En octubre del mismo 2019, estalló la manifestación social en Chile que incluyó, como en la película, incendios y disturbios en Valparaíso. Y así como en la película, también hubo un estallido feminista que sigue sin dejar indiferente a nadie y el protagonismo y liderazgo de una generación nacida y educada en el nuevo siglo que se manifiesta sin puntos medios. Nada de tibiezas, diríamos en Colombia. “En nuestra cultura se advirtieron ciertas señales, aunque en ningún caso yo lo vi venir. No tuve la premonición. Al igual que el resto de Chile, yo desperté ese día. Puede que haya conexiones desde la película, en su manera de encarar la sociedad con elementos como el fuego, pero porque esa generación es así. Chile se movió de manera colectiva, no puedo arrogarme nada”, respondía el director al diario El País, a propósito de preguntas que hablaban de premonición. En la misma entrevista hacía ver, además, que “solo entiende el cine como una bola de fuego”.
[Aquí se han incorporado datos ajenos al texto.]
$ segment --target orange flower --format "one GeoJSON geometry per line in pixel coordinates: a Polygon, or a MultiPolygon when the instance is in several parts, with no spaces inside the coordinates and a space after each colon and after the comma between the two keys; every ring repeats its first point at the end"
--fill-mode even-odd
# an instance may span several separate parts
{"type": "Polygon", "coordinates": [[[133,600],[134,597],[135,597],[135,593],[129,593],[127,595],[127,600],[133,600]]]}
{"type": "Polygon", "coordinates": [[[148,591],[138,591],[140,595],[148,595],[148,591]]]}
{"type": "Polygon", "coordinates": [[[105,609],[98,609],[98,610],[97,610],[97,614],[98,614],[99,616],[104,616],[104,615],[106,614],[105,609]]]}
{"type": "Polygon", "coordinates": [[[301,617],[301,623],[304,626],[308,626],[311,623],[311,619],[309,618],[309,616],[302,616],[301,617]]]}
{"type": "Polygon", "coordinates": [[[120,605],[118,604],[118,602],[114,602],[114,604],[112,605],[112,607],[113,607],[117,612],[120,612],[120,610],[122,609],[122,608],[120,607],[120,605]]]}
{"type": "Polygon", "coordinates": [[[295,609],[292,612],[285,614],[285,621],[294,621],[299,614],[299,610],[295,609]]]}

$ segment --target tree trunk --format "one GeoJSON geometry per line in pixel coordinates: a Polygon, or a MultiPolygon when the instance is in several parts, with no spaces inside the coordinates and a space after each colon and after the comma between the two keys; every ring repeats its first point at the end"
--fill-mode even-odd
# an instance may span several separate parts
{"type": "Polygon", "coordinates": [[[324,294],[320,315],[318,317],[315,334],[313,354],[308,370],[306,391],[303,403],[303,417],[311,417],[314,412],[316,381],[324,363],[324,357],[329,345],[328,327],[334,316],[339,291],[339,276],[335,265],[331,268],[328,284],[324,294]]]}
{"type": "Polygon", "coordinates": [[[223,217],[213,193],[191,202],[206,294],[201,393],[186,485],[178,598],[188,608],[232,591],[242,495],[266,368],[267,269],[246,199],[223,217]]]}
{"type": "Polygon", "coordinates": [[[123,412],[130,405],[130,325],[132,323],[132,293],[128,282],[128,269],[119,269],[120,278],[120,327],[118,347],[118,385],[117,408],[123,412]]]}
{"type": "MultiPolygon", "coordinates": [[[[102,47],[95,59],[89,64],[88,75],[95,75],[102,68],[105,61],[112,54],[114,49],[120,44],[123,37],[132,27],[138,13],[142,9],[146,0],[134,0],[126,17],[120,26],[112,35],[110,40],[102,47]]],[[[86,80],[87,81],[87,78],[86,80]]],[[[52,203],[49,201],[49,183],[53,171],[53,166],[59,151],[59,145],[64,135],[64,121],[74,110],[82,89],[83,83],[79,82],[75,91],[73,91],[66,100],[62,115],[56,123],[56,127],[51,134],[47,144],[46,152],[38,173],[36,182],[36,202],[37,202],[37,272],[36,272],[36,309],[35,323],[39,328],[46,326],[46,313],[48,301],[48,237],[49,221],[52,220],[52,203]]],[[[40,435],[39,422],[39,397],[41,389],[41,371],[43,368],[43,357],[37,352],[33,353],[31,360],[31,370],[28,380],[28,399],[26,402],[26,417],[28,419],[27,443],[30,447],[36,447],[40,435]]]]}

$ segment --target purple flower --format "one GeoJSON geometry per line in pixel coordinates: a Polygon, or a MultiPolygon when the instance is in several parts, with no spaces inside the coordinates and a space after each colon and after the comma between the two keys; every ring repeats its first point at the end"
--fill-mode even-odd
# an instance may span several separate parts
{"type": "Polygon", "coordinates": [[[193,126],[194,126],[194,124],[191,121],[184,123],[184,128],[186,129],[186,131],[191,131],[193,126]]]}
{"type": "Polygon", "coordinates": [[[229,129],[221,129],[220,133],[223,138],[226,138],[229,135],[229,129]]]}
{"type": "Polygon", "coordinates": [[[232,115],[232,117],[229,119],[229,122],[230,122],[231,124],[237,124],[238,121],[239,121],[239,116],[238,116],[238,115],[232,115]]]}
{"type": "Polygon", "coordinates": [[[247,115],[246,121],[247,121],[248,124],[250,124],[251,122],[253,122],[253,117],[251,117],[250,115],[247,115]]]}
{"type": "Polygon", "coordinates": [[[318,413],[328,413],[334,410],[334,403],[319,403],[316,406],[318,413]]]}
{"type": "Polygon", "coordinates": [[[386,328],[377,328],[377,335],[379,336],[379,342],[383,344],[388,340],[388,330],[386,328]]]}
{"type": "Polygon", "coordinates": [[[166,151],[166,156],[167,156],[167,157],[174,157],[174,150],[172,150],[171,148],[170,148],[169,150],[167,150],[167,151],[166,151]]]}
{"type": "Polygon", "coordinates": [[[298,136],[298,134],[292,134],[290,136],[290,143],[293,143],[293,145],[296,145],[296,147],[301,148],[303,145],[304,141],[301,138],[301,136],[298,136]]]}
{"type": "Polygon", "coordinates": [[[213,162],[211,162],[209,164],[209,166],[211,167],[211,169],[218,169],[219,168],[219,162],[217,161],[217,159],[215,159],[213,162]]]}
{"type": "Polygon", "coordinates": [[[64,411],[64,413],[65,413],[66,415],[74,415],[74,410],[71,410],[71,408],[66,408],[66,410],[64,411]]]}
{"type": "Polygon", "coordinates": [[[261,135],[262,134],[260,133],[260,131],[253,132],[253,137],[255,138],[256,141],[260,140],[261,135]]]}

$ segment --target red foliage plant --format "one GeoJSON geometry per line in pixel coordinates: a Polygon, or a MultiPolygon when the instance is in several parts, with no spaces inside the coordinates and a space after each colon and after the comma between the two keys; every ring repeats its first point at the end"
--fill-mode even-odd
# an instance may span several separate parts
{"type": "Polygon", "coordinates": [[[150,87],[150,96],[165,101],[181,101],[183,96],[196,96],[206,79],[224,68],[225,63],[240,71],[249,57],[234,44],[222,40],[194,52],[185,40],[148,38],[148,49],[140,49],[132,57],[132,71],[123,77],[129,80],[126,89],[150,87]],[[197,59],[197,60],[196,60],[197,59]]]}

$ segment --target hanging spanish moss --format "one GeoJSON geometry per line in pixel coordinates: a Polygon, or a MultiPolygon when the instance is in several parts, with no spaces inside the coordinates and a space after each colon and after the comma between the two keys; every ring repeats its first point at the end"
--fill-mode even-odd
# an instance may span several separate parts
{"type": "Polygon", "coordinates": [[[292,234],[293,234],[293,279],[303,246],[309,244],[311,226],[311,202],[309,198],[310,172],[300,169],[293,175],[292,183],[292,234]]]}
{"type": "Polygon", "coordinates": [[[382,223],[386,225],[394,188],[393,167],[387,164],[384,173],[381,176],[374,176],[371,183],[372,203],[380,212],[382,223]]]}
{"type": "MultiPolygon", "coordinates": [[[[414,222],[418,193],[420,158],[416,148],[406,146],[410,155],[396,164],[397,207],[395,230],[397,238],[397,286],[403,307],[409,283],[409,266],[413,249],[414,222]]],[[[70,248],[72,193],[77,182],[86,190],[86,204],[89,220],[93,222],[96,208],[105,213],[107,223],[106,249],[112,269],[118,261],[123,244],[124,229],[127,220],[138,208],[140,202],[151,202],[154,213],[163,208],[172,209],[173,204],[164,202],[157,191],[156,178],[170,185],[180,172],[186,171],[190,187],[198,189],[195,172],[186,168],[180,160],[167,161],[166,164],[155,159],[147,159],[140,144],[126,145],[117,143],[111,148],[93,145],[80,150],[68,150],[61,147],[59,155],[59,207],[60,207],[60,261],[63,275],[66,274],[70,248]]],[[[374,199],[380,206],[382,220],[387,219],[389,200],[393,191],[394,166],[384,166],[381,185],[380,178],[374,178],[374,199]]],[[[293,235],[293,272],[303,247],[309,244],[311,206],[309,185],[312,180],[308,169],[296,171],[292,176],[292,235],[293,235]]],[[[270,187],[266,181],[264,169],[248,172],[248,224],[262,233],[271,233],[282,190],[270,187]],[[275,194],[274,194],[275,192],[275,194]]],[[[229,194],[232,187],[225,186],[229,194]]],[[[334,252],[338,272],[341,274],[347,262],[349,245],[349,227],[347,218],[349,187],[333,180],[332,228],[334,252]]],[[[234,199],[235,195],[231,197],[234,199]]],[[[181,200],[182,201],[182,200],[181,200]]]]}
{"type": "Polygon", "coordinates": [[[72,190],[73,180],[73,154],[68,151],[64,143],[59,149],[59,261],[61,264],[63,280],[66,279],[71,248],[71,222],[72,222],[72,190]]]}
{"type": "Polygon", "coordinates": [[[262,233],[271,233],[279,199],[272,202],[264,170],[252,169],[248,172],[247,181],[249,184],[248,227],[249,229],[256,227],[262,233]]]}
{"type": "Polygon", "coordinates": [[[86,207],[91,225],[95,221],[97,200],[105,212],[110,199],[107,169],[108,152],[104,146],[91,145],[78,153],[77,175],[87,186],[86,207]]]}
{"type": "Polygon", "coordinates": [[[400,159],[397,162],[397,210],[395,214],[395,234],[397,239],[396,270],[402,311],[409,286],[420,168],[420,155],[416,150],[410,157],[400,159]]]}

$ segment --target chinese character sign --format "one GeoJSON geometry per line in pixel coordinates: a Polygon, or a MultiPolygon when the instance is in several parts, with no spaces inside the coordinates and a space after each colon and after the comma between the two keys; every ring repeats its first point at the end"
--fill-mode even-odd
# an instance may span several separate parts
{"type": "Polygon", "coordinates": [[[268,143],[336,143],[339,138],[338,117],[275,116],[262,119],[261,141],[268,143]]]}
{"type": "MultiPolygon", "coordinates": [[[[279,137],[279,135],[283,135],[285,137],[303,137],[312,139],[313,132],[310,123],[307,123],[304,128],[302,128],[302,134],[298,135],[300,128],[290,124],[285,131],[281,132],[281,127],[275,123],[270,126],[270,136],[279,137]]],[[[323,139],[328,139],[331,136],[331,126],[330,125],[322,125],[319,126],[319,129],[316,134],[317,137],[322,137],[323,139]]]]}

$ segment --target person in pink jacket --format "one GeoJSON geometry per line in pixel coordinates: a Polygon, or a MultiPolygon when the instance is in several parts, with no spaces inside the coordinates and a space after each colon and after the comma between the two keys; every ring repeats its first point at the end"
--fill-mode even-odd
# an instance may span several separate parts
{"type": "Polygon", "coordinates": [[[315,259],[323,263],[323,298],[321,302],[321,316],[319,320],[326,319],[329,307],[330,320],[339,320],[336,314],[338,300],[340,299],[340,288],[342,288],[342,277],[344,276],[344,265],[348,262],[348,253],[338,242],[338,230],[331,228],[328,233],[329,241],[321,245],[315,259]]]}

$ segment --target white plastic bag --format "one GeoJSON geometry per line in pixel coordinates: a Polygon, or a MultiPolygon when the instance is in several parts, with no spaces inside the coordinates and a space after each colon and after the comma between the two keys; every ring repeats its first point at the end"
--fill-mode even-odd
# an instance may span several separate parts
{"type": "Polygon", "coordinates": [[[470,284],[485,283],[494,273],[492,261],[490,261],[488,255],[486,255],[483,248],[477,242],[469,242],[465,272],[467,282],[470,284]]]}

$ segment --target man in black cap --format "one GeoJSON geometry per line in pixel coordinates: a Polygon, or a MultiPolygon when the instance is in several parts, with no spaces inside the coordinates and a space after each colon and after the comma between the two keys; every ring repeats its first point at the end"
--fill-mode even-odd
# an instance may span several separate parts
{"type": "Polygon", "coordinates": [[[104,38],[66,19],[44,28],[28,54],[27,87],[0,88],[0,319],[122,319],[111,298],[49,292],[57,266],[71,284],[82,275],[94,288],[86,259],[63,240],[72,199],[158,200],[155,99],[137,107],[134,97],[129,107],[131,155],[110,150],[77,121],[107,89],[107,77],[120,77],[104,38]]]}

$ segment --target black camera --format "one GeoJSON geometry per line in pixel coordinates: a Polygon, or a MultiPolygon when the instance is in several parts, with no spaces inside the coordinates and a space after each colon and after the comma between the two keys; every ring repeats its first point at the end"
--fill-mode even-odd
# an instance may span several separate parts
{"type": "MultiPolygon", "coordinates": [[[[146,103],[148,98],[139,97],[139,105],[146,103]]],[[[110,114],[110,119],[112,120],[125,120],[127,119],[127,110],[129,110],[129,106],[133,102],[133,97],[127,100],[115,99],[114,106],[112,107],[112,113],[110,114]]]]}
Quizás, el que nació en cuna de oro, con privilegios ajenos al chileno y la chilena promedio, vuelva a despertar amarguras y críticas en su propio país. Junto a Netflix prepara su próxima película, que probablemente y se estrene este mismo año, a propósito de la conmemoración que se hará por los 50 años desde aquel 11 de septiembre de 1973, cuando a conservadores, “milicos” y gente asustada con el gobierno socialista se le hizo fácil hacerle la venia a una dictadura que se estableció por casi 17 años. La nueva película tiene por título “El Conde”, una comedia negra con elementos históricos que gira en torno al dictador, reconvertido en un vampiro de 250 años. ¡El salseo que se va a armar! Personalmente no me aguanto las ganas de verla. Amanecerá y veremos con esa auténtica bola de fuego.